Sending in outsiders, however well intentioned, to sit fishery workers down in classrooms and tell them about the future in itself will not inspire confidence among those whose livelihoods have been destroyed. Unless governments in partnership with the industry and the people affected can shape a credible vision of hope, the coastal society of Atlantic Canada will be consumed by anxiety and despair. I do not believe there is one member of any party or an individual member of the House who would want that to happen.
I have spent most of my time putting the bill into perspective. I have relied on the Parliamentary Secretary to the Minister of Human Resources Development to talk about the details of the bill. Bill C-30 is a very simple bill. It basically says that the minister may enter into an agreement referred to in a subsection of the Department of Labour Act to have the act apply to former employees who are less than 55 years of age. The condition is that former employees must be 50 years of age or more as of May 15 past. Significant to the debate is former employees of fish plants whose employment has been terminated by reason of a permanent reduction in the workforce at the plants because of a decline in fish stocks.
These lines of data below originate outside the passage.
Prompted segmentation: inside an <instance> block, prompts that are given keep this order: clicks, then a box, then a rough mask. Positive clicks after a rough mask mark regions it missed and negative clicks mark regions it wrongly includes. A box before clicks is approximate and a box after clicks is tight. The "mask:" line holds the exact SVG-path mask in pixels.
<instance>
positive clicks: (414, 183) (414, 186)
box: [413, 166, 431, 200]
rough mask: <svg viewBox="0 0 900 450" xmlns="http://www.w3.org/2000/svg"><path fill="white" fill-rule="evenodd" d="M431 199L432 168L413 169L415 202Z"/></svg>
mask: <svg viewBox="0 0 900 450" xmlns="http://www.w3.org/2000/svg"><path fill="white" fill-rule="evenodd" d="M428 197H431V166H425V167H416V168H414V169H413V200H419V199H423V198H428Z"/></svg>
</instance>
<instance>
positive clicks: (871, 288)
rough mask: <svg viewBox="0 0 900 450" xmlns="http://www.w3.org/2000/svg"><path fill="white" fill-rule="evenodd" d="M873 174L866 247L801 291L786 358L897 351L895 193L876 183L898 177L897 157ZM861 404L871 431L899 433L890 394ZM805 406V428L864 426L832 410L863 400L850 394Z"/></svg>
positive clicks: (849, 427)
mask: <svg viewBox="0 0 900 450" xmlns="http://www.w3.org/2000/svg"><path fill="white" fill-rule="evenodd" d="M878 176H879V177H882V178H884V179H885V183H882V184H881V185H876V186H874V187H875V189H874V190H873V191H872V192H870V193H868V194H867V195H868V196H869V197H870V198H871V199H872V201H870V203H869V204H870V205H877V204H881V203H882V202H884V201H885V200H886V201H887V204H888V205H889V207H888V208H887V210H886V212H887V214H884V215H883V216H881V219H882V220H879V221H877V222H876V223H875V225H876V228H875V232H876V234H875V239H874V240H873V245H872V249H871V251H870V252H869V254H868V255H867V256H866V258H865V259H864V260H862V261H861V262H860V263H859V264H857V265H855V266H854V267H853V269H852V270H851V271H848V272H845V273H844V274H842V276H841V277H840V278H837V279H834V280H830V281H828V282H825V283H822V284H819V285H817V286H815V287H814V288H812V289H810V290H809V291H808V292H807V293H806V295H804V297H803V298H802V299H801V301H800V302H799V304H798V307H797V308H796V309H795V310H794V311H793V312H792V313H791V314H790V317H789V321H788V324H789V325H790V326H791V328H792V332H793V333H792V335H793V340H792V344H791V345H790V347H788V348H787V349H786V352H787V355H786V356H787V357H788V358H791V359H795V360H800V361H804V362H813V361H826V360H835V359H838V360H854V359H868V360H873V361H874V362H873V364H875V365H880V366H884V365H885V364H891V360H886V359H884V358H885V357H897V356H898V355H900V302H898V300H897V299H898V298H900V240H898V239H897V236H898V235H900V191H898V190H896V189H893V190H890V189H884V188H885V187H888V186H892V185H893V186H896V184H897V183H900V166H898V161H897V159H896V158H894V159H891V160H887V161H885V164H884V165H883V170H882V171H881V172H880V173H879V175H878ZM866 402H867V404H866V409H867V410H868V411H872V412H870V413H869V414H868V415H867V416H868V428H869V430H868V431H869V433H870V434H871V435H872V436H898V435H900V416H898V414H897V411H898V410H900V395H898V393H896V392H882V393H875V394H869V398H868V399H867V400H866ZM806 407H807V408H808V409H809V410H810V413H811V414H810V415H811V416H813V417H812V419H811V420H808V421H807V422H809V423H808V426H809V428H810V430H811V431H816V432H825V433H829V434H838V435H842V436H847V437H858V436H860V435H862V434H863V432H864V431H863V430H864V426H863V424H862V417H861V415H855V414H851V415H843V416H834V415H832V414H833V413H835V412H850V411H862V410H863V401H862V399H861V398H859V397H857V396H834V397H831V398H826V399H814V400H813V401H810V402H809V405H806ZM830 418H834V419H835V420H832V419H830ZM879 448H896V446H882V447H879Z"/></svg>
I say to those who do not support the bill that I have 57 processing plants in my riding. They will not look kindly on any member of the House who says that it is imperfect, that it is not totally the government's responsibility, that Newfoundlanders are being shortchanged and this is just adding to the situation, or for any other reason. Those who have run out of dollars to support their families and who are at an age when their prospects of finding work in a province where the unofficial unemploy-
ment rate is close to 50 per cent would not take too kindly to that either.
I stand as a member of the House, as a spokesman for my party, to say that we appreciate the disastrous proportions of the calamity that has beset Newfoundland. Whose responsibility is it? I could spend the rest of the day attributing blame and I probably would not be right. I might feel a bit better, but it would not do much for those people who have been affected.
I am saying to all members in the House who do not support the bill to take the perspective I have given, to take into consideration the 1,200 people and their families directly affected by the bill, and to take into consideration the possibility of anxiety and difficulty of living, of getting up in the morning, supporting themselves and sending their kids to school. Many of the 50-year old plant workers have young children. I know them individually. A proportion of the 1,200 plant workers in the 57 plants in my riding will be watching the newscast on their televisions today and reading the Evening Telegram or their local papers. They will be very pleased that at second reading of the bill this member, this party and this government gave full and total support to a bill that I believe is one of the most important bills the House has ever seen.